Note that these are from the capstone version of the onekp project, which is different from the pilot version, published as http://doi.org/10.1073/pnas.1323926111
- Multi-copy gene trees from this earlier analyses are available here: A-Pro Dryad repo

Files and variables

File: metadata.zip

genes/[gene id]/data-copies-per-species-[gene id].csv: Number of copies for each species, plus the HMMID
genes/[gene id]/data-faalen-info-[gene id].csv: Statistics about the number of core sequences (genomes used to build HMMs), and the sequence length distribution in those cores. These were only generated for gene families with at least 300 sequences and they were generated after removing sequences for several filtering steps. Thus, they do not exist for small families.

File: keep-species-labels.txt

A list of all species included across the dataset.

File: keep-core-genome-labels.txt

List of 31 core genomes used in building HMMs. Any label in keep-species-labels.txt but not keep-core-genome-labels.txt belongs to a transcriptome (mapped using HMMs).

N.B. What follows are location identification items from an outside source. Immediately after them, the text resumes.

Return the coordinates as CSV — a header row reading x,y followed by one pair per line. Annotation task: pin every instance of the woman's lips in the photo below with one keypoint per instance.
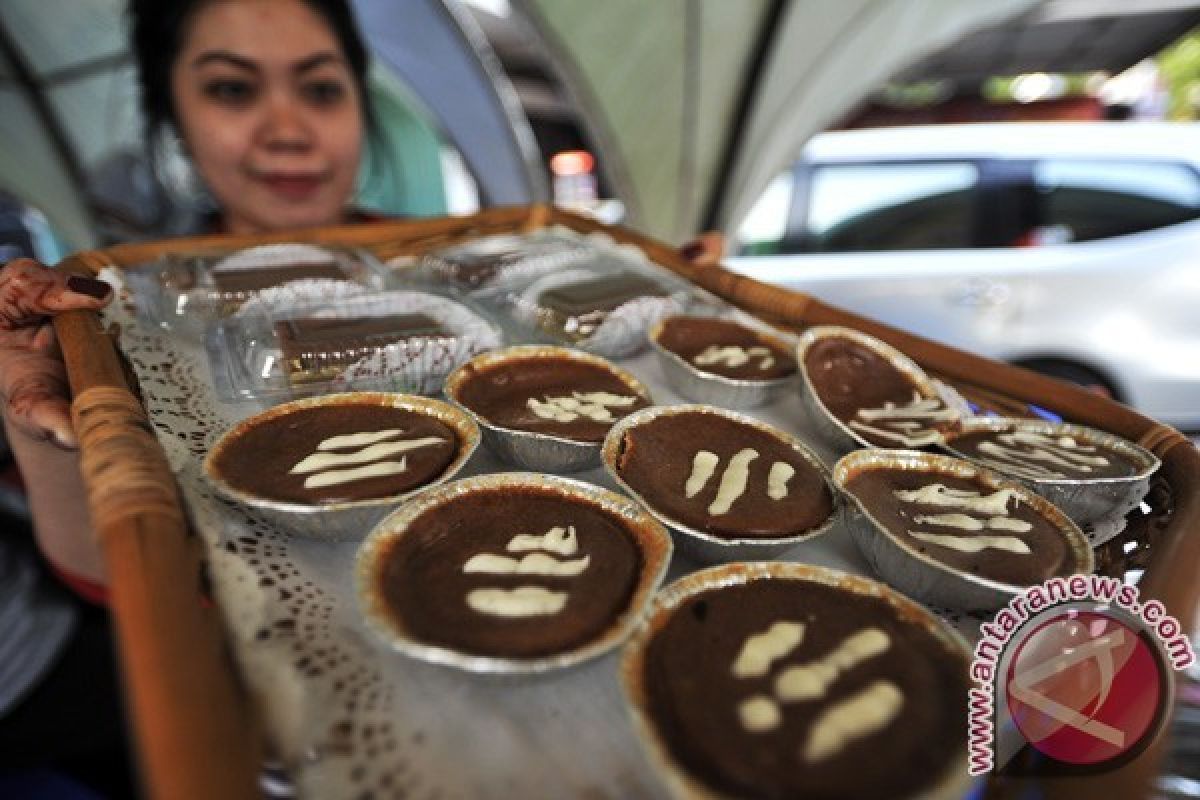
x,y
292,186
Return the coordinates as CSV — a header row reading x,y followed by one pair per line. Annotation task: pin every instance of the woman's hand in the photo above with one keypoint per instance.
x,y
33,378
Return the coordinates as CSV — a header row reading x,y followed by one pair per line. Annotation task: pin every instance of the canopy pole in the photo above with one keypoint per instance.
x,y
747,97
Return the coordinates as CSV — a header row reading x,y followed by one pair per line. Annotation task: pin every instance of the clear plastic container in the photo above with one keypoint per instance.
x,y
185,294
605,307
388,341
501,260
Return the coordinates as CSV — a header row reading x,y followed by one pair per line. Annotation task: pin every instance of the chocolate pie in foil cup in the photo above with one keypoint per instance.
x,y
913,417
463,576
541,449
348,518
690,481
975,527
1095,477
701,385
666,745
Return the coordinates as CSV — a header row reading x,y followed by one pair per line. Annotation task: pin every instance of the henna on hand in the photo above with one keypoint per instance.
x,y
33,378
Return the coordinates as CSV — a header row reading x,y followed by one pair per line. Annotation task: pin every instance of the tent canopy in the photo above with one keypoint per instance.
x,y
696,104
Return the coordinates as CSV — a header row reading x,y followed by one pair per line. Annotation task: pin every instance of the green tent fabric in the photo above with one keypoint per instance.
x,y
407,179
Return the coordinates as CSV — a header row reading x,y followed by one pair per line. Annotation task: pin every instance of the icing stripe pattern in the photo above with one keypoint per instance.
x,y
373,457
993,510
1038,456
907,425
594,405
733,356
543,559
733,479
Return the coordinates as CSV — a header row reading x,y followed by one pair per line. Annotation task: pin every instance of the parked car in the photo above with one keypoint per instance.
x,y
1069,247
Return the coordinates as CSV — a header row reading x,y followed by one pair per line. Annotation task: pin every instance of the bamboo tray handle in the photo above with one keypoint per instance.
x,y
181,691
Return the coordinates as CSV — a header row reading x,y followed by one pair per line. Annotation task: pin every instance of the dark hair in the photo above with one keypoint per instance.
x,y
157,31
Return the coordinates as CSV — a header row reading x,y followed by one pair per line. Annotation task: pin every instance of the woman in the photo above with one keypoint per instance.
x,y
268,98
274,126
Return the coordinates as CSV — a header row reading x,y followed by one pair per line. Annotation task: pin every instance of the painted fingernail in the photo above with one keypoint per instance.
x,y
90,287
65,439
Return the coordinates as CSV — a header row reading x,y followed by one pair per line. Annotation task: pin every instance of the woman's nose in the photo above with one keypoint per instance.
x,y
285,125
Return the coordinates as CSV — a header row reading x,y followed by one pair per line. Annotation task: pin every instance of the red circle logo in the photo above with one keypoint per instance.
x,y
1085,689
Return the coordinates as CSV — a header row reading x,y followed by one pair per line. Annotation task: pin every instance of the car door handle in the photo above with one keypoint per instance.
x,y
981,293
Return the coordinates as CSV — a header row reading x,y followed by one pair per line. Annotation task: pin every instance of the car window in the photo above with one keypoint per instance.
x,y
766,224
891,206
1095,199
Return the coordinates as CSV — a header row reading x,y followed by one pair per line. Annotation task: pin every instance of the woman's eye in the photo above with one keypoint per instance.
x,y
324,92
229,92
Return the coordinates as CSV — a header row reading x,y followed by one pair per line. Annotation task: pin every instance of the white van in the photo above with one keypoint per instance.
x,y
1068,247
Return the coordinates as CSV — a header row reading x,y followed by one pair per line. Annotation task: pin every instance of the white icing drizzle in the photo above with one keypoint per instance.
x,y
813,680
1033,455
777,480
973,543
558,540
760,714
359,439
995,504
899,422
859,715
939,494
522,601
919,408
532,564
927,435
733,481
323,461
339,476
761,650
589,404
735,355
703,464
971,523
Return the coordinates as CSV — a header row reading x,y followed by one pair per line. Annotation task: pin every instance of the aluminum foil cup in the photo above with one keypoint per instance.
x,y
351,519
527,449
701,545
921,576
702,386
835,433
1089,501
652,539
954,780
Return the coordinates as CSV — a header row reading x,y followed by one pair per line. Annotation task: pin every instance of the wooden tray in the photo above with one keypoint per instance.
x,y
197,729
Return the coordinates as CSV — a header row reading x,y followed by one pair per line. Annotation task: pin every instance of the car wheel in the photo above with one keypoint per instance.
x,y
1074,373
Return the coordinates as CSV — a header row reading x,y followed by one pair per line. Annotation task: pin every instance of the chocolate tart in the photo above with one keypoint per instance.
x,y
729,485
510,573
723,362
952,534
724,716
330,467
862,392
545,408
1095,477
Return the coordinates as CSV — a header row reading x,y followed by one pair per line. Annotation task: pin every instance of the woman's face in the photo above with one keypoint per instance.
x,y
269,113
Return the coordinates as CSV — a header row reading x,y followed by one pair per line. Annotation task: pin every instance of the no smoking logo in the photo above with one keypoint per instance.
x,y
1084,687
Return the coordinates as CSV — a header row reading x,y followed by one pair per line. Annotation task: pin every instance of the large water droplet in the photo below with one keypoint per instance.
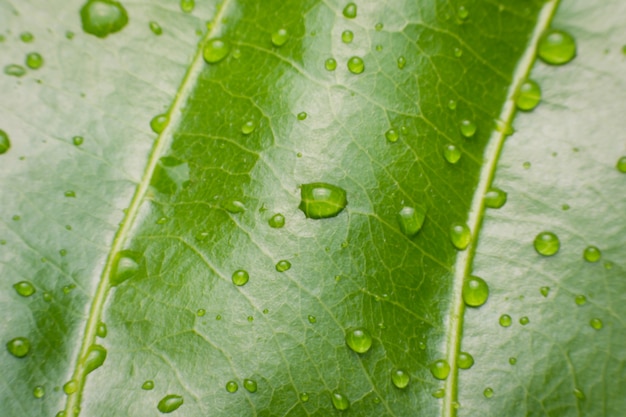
x,y
103,17
411,220
321,200
547,244
556,47
18,347
359,340
170,403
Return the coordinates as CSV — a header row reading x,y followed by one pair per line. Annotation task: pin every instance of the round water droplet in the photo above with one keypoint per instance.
x,y
505,320
528,95
495,198
18,347
460,236
283,265
103,17
556,47
232,386
321,200
475,291
250,385
215,50
359,340
400,378
340,401
465,360
24,288
34,60
170,403
411,220
280,37
440,369
350,11
547,244
592,254
356,65
451,153
468,128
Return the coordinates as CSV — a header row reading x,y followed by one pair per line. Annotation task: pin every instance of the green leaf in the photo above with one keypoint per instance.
x,y
296,237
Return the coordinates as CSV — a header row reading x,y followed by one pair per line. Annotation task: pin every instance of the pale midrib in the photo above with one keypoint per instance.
x,y
161,143
463,264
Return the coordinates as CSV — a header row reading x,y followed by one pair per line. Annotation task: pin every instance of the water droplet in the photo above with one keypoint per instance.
x,y
350,11
232,386
475,291
95,357
359,340
155,28
103,17
321,200
283,265
547,244
250,385
39,391
70,387
495,198
465,360
356,65
24,288
15,70
556,47
468,128
460,236
34,60
18,347
411,220
170,403
528,96
440,369
159,122
596,323
280,37
451,153
215,50
240,277
400,378
340,401
125,266
505,320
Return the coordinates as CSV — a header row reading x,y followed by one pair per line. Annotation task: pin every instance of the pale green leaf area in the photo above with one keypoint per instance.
x,y
295,241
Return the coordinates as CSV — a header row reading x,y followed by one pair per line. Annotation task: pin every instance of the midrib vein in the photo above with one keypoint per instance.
x,y
464,260
161,143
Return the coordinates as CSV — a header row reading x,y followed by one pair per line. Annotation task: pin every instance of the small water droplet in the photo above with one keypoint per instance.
x,y
440,369
103,17
547,244
528,96
400,378
359,340
170,403
321,200
460,236
24,288
280,37
18,347
240,277
340,401
215,50
556,47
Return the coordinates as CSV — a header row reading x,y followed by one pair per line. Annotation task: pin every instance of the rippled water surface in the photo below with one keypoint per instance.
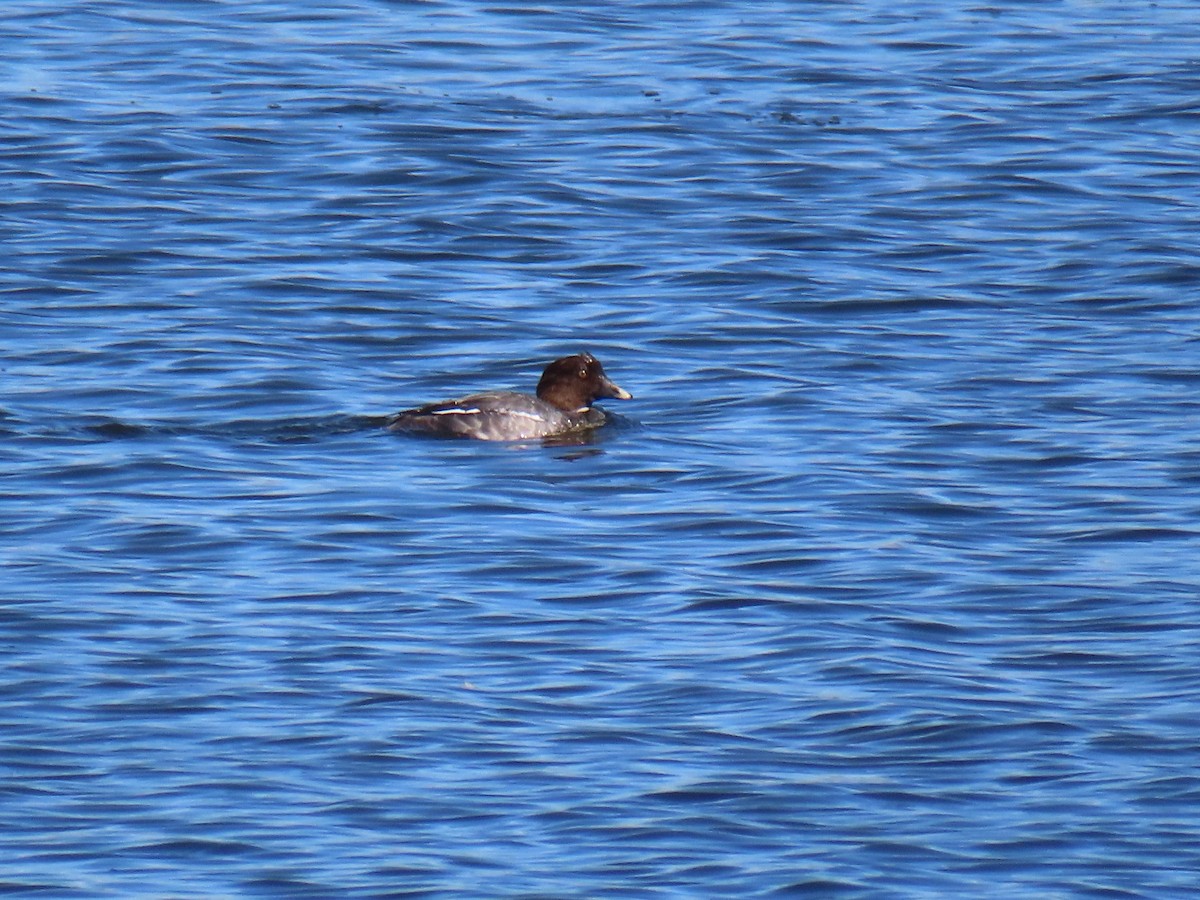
x,y
885,585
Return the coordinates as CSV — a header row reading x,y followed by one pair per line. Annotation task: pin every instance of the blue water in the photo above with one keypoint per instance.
x,y
885,585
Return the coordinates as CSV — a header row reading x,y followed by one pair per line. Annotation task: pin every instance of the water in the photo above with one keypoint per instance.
x,y
885,585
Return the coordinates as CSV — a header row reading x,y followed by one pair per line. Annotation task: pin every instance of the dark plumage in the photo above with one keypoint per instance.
x,y
563,405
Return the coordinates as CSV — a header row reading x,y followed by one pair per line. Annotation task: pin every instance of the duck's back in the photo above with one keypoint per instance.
x,y
495,415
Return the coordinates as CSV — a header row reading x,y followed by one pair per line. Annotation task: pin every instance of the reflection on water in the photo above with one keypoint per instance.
x,y
887,577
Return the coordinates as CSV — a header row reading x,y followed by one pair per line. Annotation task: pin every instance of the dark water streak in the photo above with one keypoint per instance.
x,y
885,585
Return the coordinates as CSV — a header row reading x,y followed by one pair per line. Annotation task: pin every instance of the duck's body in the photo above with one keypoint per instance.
x,y
563,406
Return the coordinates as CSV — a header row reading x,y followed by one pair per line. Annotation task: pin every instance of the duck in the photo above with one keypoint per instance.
x,y
563,406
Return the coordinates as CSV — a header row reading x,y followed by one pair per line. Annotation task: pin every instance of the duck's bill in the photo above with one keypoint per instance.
x,y
612,390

File: data-removed-seqs.txt

format:

<orthoid> : <sequence name>

We removed the sequences that couldn't be backtranslated from both the FNA and FAA files. This file gives the name of orthoid and the sequene removed due to lack of succesful back translation.

File: FAA.zip

All the amino acid sequences, given in FASTA format, for each gene, with files given names like genes/[gene id]/[gene id].input.FAA

File: FNA.zip

All the nucleotide sequences, given in FASTA format, for each gene, with files given names like genes/[gene id]/[gene id].input.FNA

Code/software

These are all plain text files (include FASTA) and can be viewed with any text editor.

Access information

Other publicly accessible locations of the data:

https://datacommons.cyverse.org/browse/iplant/home/shared/commons_repo/curated/oneKP_capstone_2019

Data was derived from the following sources:

http://jlmwiki.plantbio.uga.edu/onekp/v2/orthogroups (not operational anymore)

Funding

The 1KP initiative was funded by the Alberta Ministry of Advanced Education and Alberta Innovates AITF/iCORE Strategic Chair (RES0010334) to G.K.-S.W., Musea Ventures, The National Key Research and Development Program of China (2016YFE0122000), The Ministry of Science and Technology of the People’s Republic of China (2015BAD04B01/2015BAD04B03), the State Key Laboratory of Agricultural Genomics (2011DQ782025) and the Guangdong Provincial Key Laboratory of core collection of crop genetic resources research and application (2011A091000047). Sequencing activities at BGI were also supported by the Shenzhen Municipal Government of China (CXZZ20140421112021913/JCYJ20150529150409546/JCYJ20150529150505656). Computation support was provided by the China National GeneBank (CNGB), the Texas Advanced Computing Center (TACC), WestGrid and Compute Canada; considerable support, including personnel, computational resources and data hosting, was also provided by the iPlant Collaborative (CyVerse) funded by the National Science Foundation (DBI-1265383), National Science Foundation grants IOS 0922742 (to C.W.d., P.S.S., D.E.S. and J.H.L.-M.), IOS-1339156 (to M.S.B.), DEB 0830009 (to J.H.L.-M., C.W.d., S.W.G. and D.W.S.), EF-0629817 (to S.W.G. and D.W.S.), EF-1550838 (to M.S.B.), DEB 0733029 (to T.W. and J.H.L.-M.), and DBI 1062335 and 1461364 (to T.W.), a National Institutes of Health Grant 1R01DA025197 (to T.M.K., C.W.d. and J.H.L.-M.), Deutsche Forschungsgemeinschaft grants Qu 141/5-1, Qu 141/6-1, GR 3526/7-1, GR 3526/8-1 (to M.Q. and I.G.) and a Natural Sciences and Engineering Research Council of Canada Discovery grant (to S.W.G.). We thank all national, state, provincial and regional resource management authorities, including those of province Nord and province Sud of New Caledonia, for permitting collections of material for this research.